Happier times: Former Murray Goulburn managing director Gary Helou in 2016. Mr Helou knew MG made “false or misleading” representations to dairy farmers that the final farmgate milk price would be $5.60 a kg of milk solids. Picture: David Geraghty

DAIRY farmers are outraged over a lenient penalty handed out to former Murray Goulburn managing director Gary Helou over misleading milk suppliers on the 2015-16 milk price.

Mr Helou was hit with a $200,000 fine and barred from managing a dairy company for three years for his role in setting a farmgate milk price in 2016 that was false or misleading.

In the Federal Court of Australia in Melbourne last week, Justice Jonathan Beach found Murray Goulburn had made representations to dairy farmers that the final farmgate milk price would be $5.60 a kg of milk solids but these were “false or misleading”, contravening Australian Consumer Law.

He also found Mr Helou knew that to be the case.

Justice Beach said Murray Goulburn would have to sell 56,000 tonnes of 1kg sachets of adult milk powder to achieve the final FMP of $5.60 a kg but had never sold more than 15,000 tonnes and was behind its targets in January and February 2016.

The Australian Competition and Consumer Commission also took action in the Federal Court of Australia against former Murray Goulburn chief financial officer Brad Hingle for engaging in deceptive and misleading conduct in setting the 2015-16 farmgate milk price.

Mr Hingle was fined $50,000.

Dairy farmers have rounded on Mr Helou and Mr Hingle.

United Dairyfarmers of Victoria president Paul Mumford, himself a former Murray Goulburn supplier, said it was appropriate the judgment and blame was laid firmly at the management of the co-operative. But Mr Mumford said it was “a little bit disappointing” a small fine of $200,000 and $50,000 had been meted out to Mr Helou and Mr Hingle, respectively.
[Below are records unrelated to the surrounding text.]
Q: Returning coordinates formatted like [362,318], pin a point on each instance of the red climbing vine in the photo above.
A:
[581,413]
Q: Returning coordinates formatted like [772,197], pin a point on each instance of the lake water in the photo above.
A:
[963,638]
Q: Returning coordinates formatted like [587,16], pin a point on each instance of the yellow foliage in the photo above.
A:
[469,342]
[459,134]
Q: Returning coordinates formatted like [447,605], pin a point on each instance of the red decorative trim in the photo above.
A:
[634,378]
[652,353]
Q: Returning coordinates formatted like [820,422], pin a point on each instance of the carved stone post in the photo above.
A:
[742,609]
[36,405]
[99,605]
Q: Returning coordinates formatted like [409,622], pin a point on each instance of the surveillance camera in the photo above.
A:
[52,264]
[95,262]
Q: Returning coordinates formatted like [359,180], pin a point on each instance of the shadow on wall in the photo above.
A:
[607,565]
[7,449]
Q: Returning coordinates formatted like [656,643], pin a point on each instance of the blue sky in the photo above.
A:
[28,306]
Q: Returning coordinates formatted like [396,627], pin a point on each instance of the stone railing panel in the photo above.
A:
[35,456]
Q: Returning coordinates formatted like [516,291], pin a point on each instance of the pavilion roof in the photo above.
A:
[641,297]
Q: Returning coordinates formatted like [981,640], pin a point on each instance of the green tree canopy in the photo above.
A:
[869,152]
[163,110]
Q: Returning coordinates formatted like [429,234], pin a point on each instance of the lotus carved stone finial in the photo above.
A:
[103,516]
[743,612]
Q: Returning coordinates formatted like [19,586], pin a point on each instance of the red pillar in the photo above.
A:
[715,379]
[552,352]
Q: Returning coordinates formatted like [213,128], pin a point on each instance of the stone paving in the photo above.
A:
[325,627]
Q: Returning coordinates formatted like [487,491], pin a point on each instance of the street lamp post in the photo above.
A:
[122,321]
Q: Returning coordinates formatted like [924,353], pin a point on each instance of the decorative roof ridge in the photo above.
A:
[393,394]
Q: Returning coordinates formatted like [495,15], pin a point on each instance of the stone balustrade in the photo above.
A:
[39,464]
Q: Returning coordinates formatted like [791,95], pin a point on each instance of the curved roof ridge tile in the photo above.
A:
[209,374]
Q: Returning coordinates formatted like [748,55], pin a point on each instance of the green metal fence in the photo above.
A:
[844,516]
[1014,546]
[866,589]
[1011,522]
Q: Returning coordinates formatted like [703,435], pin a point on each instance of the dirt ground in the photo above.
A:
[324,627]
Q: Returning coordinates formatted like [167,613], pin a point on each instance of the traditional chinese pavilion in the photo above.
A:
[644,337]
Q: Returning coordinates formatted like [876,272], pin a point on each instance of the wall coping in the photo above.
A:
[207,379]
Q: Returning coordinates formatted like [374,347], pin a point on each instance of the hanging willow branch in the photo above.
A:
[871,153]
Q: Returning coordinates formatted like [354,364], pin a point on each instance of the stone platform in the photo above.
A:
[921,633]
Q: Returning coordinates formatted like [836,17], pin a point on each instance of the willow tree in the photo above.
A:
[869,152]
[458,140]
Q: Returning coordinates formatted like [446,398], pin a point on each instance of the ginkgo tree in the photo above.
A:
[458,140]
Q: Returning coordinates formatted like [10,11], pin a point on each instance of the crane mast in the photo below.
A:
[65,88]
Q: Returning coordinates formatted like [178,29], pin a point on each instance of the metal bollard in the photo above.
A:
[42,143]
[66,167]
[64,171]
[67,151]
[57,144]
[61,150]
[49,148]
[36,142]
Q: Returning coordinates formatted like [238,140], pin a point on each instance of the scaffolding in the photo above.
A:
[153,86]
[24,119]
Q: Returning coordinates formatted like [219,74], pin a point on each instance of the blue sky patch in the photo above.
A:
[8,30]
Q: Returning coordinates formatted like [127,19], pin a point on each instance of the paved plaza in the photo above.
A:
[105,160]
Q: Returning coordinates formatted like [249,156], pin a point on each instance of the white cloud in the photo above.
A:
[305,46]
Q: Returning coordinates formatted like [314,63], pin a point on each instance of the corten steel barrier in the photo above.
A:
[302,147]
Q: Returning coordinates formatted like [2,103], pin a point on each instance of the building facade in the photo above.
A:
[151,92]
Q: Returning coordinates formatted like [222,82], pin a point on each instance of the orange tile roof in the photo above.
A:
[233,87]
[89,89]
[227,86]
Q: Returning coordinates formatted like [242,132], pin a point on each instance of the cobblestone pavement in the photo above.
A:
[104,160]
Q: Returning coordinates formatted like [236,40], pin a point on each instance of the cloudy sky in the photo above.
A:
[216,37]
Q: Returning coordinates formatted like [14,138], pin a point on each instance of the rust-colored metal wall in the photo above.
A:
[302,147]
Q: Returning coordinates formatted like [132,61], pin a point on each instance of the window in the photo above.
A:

“Considering the devastating effect it had for farmers and shareholders of Murray Goulburn, it doesn’t seem equitable,” he said.

Crossley dairy farmer Karrinjeet Singh-Mahil said a fine of $200,000 meted out to Mr Helou was “not enough when you think what has happened to the industry”.

“I would love to see some of these people spend a few years in jail to teach them a lesson,” she said.

“When you take on a position that impacts on other people’s lives, you cannot think that it is OK to play with their money,” Ms Singh-Mahil said.

“Our society doesn’t punish people in these situations well enough.”

WHAT THE SUPPLIERS HAD TO SAY

KARRINJEET SINGH-MAHIL

Crossley. Was supplying Fonterra in April 2016 before switching to MG. Now with Saputo

Karrinjeet Singh-Mahil, Crossley. Picture: Andy Rogers

“He (Gary Helou) has permanently damaged the industry. But it wasn’t just him. There were others involved. He would not have been able to do what he did if there had been proper governance (at MG). The $200,000 is not enough when you consider what happened to the industry.”

JOHN HATELEY

Boorcan. Former MG supplier, now with Saputo

John Hateley, Boorcan. Picture: Zoe Phillips

“Gary Helou was part to blame. I think he had great visions, which is what we would expect from a leader. But the board should have had more control over him. There were enough accountants on the board who should have known what was going on. Under the circumstances, the penalty is pretty light considering what he walked away with. It’s a slap on the wrist.”

VINCE BEEKMAN

Princetown. Former MG supplier, now with Saputo

Vince Beekman, Princetown. Picture: Zoe Phillips

“The bastard should have been hung. He got away scot free. He’s buggered up my retirement.”